Written by Richard Ferguson (Richard Ferguson)

Posted in :Cheetahs, EP Kings, Lions, Original Content, Sharks, Super Rugby on 9 May 2012 at 12:00
Tagged with : , , , , , ,

The EP Kings have been promised Super Rugby from 2013 onwards, as we are all aware, but what this leaves us with is speculation as to how exactly this will happen. It’s now been a few months since this announcement/promise was made, and still we are left scratching our heads.

The uncertainty around the Kings’ inclusion and potential exclusion of another South African franchise has dominated each article that remotely relates to local talent, the Kings or even the Lions. I do not blame supporters of either the Kings or Lions though, as SARU are yet to make a final decision and each of these two teams are left hoping for the best.

I mention the Lions purely because they are, and will most likely be, the wooden spoonist in the South African conference, but for politically correctness, I should include the Cheetahs in this discussion as well, as one of the options remain that these two feline franchises join forces, as they have previously, and form the Cats, version 2.0.

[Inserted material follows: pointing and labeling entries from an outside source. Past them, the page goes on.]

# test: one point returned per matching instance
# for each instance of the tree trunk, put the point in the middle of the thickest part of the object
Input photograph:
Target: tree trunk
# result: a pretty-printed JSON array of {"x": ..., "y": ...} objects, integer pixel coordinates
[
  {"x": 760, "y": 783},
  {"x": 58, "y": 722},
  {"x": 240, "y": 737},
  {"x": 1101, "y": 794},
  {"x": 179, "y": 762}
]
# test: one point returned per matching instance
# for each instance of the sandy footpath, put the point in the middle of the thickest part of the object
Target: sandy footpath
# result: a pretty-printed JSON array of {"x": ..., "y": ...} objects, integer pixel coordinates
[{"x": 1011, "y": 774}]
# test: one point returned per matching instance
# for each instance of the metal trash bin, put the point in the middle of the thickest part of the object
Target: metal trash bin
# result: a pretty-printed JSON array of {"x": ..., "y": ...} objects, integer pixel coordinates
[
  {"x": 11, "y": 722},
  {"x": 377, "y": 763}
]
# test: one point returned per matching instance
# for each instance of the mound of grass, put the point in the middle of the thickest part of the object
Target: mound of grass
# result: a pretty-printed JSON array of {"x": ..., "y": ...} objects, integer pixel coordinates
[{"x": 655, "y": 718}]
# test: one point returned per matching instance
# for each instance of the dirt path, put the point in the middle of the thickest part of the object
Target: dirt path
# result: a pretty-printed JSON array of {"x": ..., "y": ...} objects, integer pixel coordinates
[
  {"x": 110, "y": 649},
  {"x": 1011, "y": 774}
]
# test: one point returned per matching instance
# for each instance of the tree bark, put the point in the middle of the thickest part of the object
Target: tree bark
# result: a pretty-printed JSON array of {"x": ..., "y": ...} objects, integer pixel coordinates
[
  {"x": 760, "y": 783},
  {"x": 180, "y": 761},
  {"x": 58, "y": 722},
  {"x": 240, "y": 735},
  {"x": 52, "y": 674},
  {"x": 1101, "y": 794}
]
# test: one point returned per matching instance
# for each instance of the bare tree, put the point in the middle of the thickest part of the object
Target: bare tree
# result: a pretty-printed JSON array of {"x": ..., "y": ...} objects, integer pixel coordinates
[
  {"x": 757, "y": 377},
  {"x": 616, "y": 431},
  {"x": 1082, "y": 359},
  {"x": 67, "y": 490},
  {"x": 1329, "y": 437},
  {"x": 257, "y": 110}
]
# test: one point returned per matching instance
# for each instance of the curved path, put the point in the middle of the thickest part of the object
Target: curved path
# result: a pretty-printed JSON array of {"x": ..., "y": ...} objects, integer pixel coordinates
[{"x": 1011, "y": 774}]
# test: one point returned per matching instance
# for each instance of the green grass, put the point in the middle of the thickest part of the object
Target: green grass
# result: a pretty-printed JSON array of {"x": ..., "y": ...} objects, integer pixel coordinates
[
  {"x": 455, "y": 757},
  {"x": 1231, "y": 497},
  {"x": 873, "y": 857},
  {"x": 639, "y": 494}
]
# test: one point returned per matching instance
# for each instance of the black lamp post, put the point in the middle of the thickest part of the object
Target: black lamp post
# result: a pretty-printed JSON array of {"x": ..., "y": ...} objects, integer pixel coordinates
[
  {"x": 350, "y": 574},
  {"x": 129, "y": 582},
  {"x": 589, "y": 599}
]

Let me begin by stating my opinion on this matter. From a business point of view, the Kings do not stand a chance of being involved in the Super Rugby competition next year. With contracts signed until 2015, and sponsorship deals signed on the assumption that said contract until 2015 will be honoured, there is too big a financial burden to simply drop either of the current franchises. In my mind, this whole debacle will blow over and we will see the same teams taking part in Super Rugby next year.

Looking towards a long term solution, not only for the current Kings dilemma, but also considering the current format and how it simply is not working, something will need to be done by the men involved to save this competition from becoming ridiculous. A few weeks ago, the Brumbies were sitting in third spot thanks to their automatic play-off rule, but based on points could not even make the top 6. This has since changed slightly, with the Brumbies winning more games and now actually deserving of a spot in the top 6, but not certain of any home play-off.

The fact is simply that the local derbies are killing this competition, and we see that every Saturday morning, how the New Zealand games attract a decent South African viewership, only for the Australian derbies to be watched only by old people who are not allowed to drive anymore and have nothing better to do than fall asleep to a rugby match.

My solution, although very simplistic, is to open the competition up to as many teams as they can find who would like to take part, have a preliminary round of matched, per conference, which would then determine the Top 3 or Top 4 per nation, and these teams will then face each other in a Super 9 or Super 12 competition. It might extend the competition somewhat, or if the preliminary round robin matches are only once off matches and not home and away as we see currently, it might even reduce the length of the tournament.

That would then save us all the trouble of deciding whether the Kings deserve to be in the competition, and each team will then have their destiny in their own hands. The quality of rugby in the Super 9 or Super 12 will be so much greater, that we will all want to sit and watch every single match of every single weekend. Let’s be honest, when last did you really want to watch every game on a weekend?

This solution might do harm to our beloved Currie Cup, but in reality, the harm to our Currie Cup is already done, and with the amount of times teams face each other in Super Rugby, are we really going to get excited for a Bulls/Sharks Currie Cup clash?

Super Rugby was a fantastic idea, created by a rugby genius in Louis Luyt, but if something is not done to curb the current problems, both internally and externally, this once fantastic campaign might just become another run-of-the-mill competition.